Des générations de musiciens

La musique est une histoire de famille : les trois enfants du fondateur ont appris le violon, comme la petite fille, (elle a fait partie de la Société des Concerts du conservatoire d’Orléans pendant 40 ans), sa propre sœur joue de l’alto, ses trois filles ont appris, dans l’ordre, le violon, le violoncelle et la contrebasse. Mais la chaîne générationnelle se rencontre aussi parmi les clients, fidèles à la Ville de Crémone jusqu’à trois générations.

Le salon où l’on cause musique

On trouve beaucoup de choses à la ville de Crémone : un instrument à louer ou à acheter, des partitions, des objets (le collectionneur s’y régale!) mais aussi des informations sur les concerts ou festivals à venir, des billetteries de concerts, des adresses, des conseils…

 

A la ville de Crémone, son atelier. ©Anne-Cécile Chapuis

Continuité et adaptation sont les maîtres mots de la propriétaire actuelle.

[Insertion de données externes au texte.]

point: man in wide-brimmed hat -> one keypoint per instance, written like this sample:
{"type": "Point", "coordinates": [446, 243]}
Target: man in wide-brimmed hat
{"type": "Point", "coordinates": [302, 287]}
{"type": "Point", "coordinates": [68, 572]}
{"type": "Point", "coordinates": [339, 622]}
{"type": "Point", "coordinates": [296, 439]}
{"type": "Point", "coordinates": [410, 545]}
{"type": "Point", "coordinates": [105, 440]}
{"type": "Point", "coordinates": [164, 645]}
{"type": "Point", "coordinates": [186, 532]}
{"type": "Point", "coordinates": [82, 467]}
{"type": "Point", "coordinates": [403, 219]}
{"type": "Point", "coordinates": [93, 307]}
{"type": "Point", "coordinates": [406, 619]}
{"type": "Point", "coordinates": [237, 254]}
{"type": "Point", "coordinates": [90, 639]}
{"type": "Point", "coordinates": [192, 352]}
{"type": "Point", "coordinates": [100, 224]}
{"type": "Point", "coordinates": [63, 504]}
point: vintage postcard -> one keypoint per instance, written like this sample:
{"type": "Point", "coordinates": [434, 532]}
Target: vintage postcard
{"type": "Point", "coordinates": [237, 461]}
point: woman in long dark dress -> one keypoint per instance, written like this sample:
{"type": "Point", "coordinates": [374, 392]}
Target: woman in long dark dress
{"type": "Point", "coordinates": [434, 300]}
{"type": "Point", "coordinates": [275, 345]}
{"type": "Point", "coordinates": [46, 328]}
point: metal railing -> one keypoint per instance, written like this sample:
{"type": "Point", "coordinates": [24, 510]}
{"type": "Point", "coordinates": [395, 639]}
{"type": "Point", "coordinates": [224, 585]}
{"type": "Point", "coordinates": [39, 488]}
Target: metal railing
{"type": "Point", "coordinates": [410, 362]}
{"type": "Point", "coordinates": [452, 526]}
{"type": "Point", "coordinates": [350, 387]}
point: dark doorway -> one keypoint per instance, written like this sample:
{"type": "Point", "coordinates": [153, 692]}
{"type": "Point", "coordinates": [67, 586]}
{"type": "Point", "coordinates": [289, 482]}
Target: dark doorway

Elle aime faire exister ce lieu de rencontre où sont accueillis sans distinction les professionnels, les enfants en apprentissage ou les amateurs les plus atypiques. Tout le monde a sa place à La Ville de Crémone. Et quand la porte est ouverte, il n’est pas rare d’entendre les notes d’un instrument essayé par un client voire par la propriétaire qui prépare son prochain concert entre deux clients, de percevoir des éclats de rire ou les bribes d’un débat partagé entre les clients. C’est un lieu vivant !

L’âme et la corde sensible : tout une résonance

Aujourd’hui, l’aventure se poursuit. Et « pour longtemps », nous dit la propriétaire. « La musique m’a tellement aidée que j’ai envie de la partager » confie-t-elle. Elle est très sensible à la pédagogie, sait que l’apprentissage de la musique peut être très rébarbatif pour un enfant. Ou pas, si l’on accompagne la découverte, si on désacralise l’instrument, si l’on permet de « jouer avec » avant même de savoir en jouer.

« Ici entrent tous ceux qui ont envie de toucher un violon ou de parler musique » dit-elle encore en soulignant qu’elle aime à sortir des clivages et caricatures pour se consacrer à une « clientèle très large » qui est celle de la Ville de Crémone.

Le message est reçu. Une association a trouvé son origine et son siège à la ville de Crémone sous l’impulsion de Catherine Héau qui en est la présidente. « Les amis de l’Institut » ont pour vocation de propager la musique auprès de ceux qui en sont le plus éloignés, enfants des écoles ou publics d’établissements spécialisés.

À la Ville de Crémone a une âme et sait faire vibrer la corde sensible, celle de la musique, de la rencontre, du partage. Tout ceci dans une bonne humeur communicative qui fait de la visite à la Ville de Crémone un véritable ressourcement.